Oberst Alfred Redl, ein sehr hoher Offizier im Geheimdienst der österreichischen Armee, war vor dem Ersten Weltkrieg (ja, ich weiß, so ganz aktuell ist dieser Blogbeitrag nicht) Spion für die Russen. Er hatte die österreichischen Aufmarschpläne gegen Rußland verraten, hatte österreichische und deutsche Spione auffliegen lassen. Der österreichische Abgeordnete zum Reichsrat Graf Adalbert Sternberg meinte nach dem Krieg: "Redl lieferte unsere Geheimnisse den Russen aus und verhinderte, daß wir die russischen Geheimnisse durch Spione erfuhren. So blieb den Österreichern und Deutschen im Jahre 1914 die Existenz von 75 Divisionen, die mehr als die gesamte österreichisch-ungarische Armee ausmachten, unbekannt. Hätten wir klargesehen, dann hätten unsere Generäle den Hofwürdenträger (Kaiser) nicht zur Kriegserklärung getrieben."

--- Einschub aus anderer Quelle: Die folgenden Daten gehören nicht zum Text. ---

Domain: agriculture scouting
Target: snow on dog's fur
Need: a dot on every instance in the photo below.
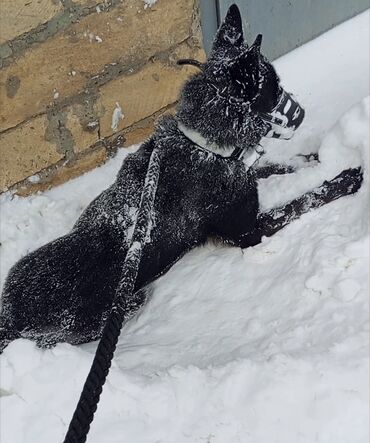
(63, 291)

Eine hochbrisante Angelegenheit also. Hätte man Redl nicht in den "Selbstmord" getrieben, sondern stattdessen die ganzen Ausmaße der geflossenen und abgeblockten Informationen untersucht, so wäre der Erste Weltkrieg ganz anders gelaufen. Oder, man wagt kaum, dergleichen zu denken, er wäre gar nicht geschehen.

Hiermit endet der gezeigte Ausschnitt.